The vast overhanging sculpture, “The Universal Adversary” (2006), made of powder-coated aluminum and stainless steel, in turn incorporates audio-visual display to be experienced high in the gallery’s rafters after ascending a spiral staircase. A resonant male voice reads a medley from the artist’s notebooks and from government speeches on military preparedness.

This artist is a lover of layers, both literal and conceptual. His art goes back and forth between computer generation and hand execution: Imagery is drawn, scanned, projected, traced, scanned again, and printed and animated in myriad ways. His cool, impersonal hand is essentially cartographic: outline drawing is the principal means of expression across mediums, including the cutout metal sculpture which started life as a drawing, scanned in “infinite resolution,” then sent to the mill to be burnt into metal, and retains its flatness and linearity. The large framed canvases build up layers of different types of marks: stains, drips, loops, and squiggles that constantly play off the macroand microcosmic. “Mad professor” strings of equation accent various surfaces.

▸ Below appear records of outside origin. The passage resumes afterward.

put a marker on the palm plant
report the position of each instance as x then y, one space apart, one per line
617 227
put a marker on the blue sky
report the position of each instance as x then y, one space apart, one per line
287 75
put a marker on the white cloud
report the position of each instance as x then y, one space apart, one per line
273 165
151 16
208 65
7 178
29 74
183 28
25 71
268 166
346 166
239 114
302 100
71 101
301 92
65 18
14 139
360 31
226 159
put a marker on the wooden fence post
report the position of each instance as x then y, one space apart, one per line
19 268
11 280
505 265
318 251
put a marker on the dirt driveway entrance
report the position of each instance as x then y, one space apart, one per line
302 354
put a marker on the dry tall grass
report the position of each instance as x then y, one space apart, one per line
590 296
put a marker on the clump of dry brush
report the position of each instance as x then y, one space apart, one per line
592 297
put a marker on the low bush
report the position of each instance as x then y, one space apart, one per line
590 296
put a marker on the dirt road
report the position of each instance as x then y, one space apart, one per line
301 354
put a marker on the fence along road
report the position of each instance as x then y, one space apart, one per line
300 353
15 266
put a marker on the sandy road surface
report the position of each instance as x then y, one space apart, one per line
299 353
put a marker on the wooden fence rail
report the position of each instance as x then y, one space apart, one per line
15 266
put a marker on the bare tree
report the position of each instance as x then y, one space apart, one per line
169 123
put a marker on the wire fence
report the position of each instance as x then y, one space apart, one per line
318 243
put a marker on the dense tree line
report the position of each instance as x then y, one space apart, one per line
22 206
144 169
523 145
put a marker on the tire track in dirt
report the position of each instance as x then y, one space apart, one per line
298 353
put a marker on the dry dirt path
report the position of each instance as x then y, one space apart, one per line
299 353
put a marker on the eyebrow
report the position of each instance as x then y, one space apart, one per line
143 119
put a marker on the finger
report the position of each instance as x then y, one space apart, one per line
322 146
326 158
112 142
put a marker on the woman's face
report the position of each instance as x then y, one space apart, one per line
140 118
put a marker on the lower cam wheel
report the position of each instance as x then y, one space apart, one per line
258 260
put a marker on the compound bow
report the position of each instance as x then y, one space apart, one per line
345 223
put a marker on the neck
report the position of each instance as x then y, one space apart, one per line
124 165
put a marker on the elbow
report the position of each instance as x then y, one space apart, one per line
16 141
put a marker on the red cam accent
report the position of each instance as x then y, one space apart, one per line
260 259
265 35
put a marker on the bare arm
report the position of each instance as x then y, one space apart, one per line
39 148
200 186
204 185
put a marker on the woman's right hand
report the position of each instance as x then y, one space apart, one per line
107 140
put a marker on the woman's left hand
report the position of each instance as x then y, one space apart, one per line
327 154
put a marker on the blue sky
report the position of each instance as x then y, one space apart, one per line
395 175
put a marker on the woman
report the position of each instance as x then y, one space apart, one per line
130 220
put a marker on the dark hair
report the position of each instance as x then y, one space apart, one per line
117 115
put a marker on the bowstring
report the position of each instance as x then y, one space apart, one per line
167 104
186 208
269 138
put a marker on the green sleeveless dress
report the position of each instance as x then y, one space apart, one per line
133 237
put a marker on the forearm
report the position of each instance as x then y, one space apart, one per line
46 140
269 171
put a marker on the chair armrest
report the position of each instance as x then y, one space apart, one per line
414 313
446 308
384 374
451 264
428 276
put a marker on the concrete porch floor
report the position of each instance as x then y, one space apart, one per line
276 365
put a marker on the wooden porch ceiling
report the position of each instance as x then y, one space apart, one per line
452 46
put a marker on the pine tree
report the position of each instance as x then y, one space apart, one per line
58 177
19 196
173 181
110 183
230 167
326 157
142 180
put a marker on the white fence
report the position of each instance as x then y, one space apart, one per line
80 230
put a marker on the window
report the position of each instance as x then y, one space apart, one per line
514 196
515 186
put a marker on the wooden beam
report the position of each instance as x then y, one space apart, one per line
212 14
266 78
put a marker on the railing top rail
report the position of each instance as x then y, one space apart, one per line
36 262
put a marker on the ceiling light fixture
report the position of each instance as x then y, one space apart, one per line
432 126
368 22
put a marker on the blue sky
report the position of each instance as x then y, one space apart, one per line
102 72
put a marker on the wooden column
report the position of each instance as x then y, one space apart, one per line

In this show Mr. Ritchie has shed the trademark cutout vinyl with which he habitually covers walls and floors, but there is plenty to keep the eye busy. The lightbox display, “Something Like Day” (2004) — behind which you mount the spiral stair — uses a fancy technology to holograph-like effect; tip your head side to side and naked figures metamorphize into skeletons. The figuration in this show is more overt than usual; it has a dashed-off bravura familiar to a kind of illustration that in turn looks to old master drawing: It directly recalls reminds me of the popular mid-century Polish-born muralist Feliks Topolski, who was active in Mr. Ritchie’s native Britain.

In both detail and totality alike, there is no question that Mr. Ritchie is blessed with a deft touch. He creates fun, lively environments, and thanks to a relentless fuss and fiddle, an impressive sense of texture. But once you get used to the optical overload and the impressive range of mediums and formats, it becomes clear that his technology is ahead of his technique. The layering and cleverness, the array of references and arts and crafts wizardry, fail to camouflage an underlying inadequacy: There is nothing, really, for all these marks and gestures to do except mark and gesture. His art really demonstrates the distinction between complication and complexity. He has lots of the former, and not much of the latter. But then, if you accept the notion that the medium is the message, that might be his profound insight.


Mr. Furnas’s new work has found religion, and whether he depicts Christ before the cross or the parting of the Red Sea there is more tomato ketchup in evidence than in Mel Gibson’s “The Passion of The Christ.”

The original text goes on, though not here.